RT-1: Robotics Transformer for Real-World Control at Scale

Read Paper

Draw and describe the RT-1 architecture.

Instruction: natural language text that is embedded via Universal Sentence Encoder (USE).
6 history images (300×300) passed through EfficientNet-B3, conditioned on the instruction embedding via FiLM layers (identity-initialized). Output: 81 vision-language tokens per image.
TokenLearner compresses 81 -> 8 tokens per image (soft-selecting the informative ones).
8 tokens $\times$ 6 images = 48 tokens (+ position encodings) are fed into a decoder-only Transformer (8 self-attention layers, 19M params).
The Transformer outputs discretized action tokens.

What are the input and output of RT-1?

Input: a history of 6 RGB images (300×300) and a natural language instruction.

Output: an 11-dimensional action, consisting of:

7 arm dimensions: $(x, y, z, \text{roll}, \text{pitch}, \text{yaw}, \text{gripper opening})$
3 base dimensions: $(x, y, \text{yaw})$
1 mode dimension: switch between {control arm, control base, terminate episode}

Each action dimension is discretized into 256 bins.

Which loss is used to train RT-1?

RT-1 is trained with a standard categorical cross-entropy loss with causal masking.

How does RT-1 tokenize actions, and which loss is used to train it?

Each of the 11 action dimensions is uniformly discretized into 256 bins, turning action prediction into classification over tokens.

RT-1 is trained with behavioral cloning using a standard categorical cross-entropy objective and causal masking (following prior Transformer-based controllers like Gato).

What role does FiLM play in the RT-1 image tokenizer, and why is it identity-initialized?

FiLM layers are inserted into the pretrained EfficientNet-B3 to condition the image encoder on the language instruction (from USE), so that task-relevant image features are extracted early in the network.

Normally, inserting FiLM layers into a pretrained network would disrupt the intermediate activations and destroy the benefit of the pretrained weights. To prevent this, the dense layers producing the FiLM affine transform ( $f_C$ and $h_C$ ) are initialized to zero, so the FiLM layers initially act as the identity and the pretrained EfficientNet's function is preserved at the start of training.

What is the role of TokenLearner in RT-1?

TokenLearner is an element-wise attention module that learns to map a large number of tokens to a much smaller number of tokens by soft-selecting the most informative combinations.

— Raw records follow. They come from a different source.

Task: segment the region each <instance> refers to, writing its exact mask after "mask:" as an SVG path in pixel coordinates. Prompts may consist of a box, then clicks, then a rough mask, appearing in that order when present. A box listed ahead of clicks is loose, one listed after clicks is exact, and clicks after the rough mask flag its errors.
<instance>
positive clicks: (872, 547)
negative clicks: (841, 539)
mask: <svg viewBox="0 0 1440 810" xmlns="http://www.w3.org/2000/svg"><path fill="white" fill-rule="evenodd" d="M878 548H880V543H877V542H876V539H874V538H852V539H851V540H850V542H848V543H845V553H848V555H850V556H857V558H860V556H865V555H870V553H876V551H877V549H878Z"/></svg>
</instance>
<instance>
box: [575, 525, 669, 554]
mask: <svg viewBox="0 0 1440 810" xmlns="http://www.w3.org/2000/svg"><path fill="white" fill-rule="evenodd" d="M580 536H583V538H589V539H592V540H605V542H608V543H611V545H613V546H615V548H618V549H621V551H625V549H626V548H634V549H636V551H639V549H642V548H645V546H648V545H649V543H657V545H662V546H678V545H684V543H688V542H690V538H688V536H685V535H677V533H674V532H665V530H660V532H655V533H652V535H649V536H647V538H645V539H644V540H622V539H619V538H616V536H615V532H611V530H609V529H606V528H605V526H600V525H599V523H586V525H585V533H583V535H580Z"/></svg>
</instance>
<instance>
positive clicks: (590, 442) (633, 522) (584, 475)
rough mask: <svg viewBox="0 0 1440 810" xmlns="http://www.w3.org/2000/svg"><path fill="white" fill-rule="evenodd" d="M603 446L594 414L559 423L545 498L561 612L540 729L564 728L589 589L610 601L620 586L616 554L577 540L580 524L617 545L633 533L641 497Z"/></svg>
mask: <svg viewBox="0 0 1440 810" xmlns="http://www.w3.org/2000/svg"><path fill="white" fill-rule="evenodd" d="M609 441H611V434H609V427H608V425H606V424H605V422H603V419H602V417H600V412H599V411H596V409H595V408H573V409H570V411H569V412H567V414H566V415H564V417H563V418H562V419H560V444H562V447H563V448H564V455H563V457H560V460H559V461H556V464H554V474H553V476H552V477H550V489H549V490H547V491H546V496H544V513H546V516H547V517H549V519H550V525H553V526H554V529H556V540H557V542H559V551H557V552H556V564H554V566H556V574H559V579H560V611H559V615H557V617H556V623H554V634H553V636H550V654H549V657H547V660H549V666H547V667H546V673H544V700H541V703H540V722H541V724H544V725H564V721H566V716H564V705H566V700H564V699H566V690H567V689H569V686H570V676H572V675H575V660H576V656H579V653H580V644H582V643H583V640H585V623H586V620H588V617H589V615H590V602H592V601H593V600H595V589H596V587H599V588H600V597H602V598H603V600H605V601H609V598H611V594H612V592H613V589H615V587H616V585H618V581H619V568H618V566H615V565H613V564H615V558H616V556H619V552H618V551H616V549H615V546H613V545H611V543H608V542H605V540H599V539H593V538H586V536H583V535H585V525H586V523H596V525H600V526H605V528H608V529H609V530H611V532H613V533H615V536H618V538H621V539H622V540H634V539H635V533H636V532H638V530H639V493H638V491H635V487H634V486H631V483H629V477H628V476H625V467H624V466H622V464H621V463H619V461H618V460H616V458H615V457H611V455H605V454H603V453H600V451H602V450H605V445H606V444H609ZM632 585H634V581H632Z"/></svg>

In RT-1, it reduces the 81 vision-language tokens output by FiLM-EfficientNet (per image) down to just 8 tokens per image, which are then fed into the Transformer backbone. This is a key component for meeting the real-time inference budget.

Using TokenLearner gives a ~2.4× inference speedup. (An additional 1.7× speedup comes from caching and reusing tokens across overlapping image-history windows.)

How many parameters does RT-1 have, and how are they distributed?

~35M parameters in total:

~16M: FiLM EfficientNet-B3 image + instruction tokenizer (26 MBConv + FiLM layers, outputs 81 vision-language tokens).
~19M: decoder-only Transformer backbone (8 self-attention layers) that produces the action tokens.

How does RT-1 differ architecturally from Gato as a robot policy?

Gato is also based on a transformer architecture, but varies in tmulple aspects:

Language fusion: RT-1 uses early language fusion via FiLM-conditioned EfficientNet, so image tokens are already task-aware. Gato computes image patch tokens without any notion of language.
Image tokens: RT-1 uses a global, FiLM-conditioned CNN feature map; Gato embeds each image patch separately.
Language embedding: RT-1 uses a pretrained USE embedding. Gato does not use a pretrained text embedding.
Inference-time design: RT-1 adds TokenLearner and removes auto-regressive action generation to hit real-time control rates; Gato does not.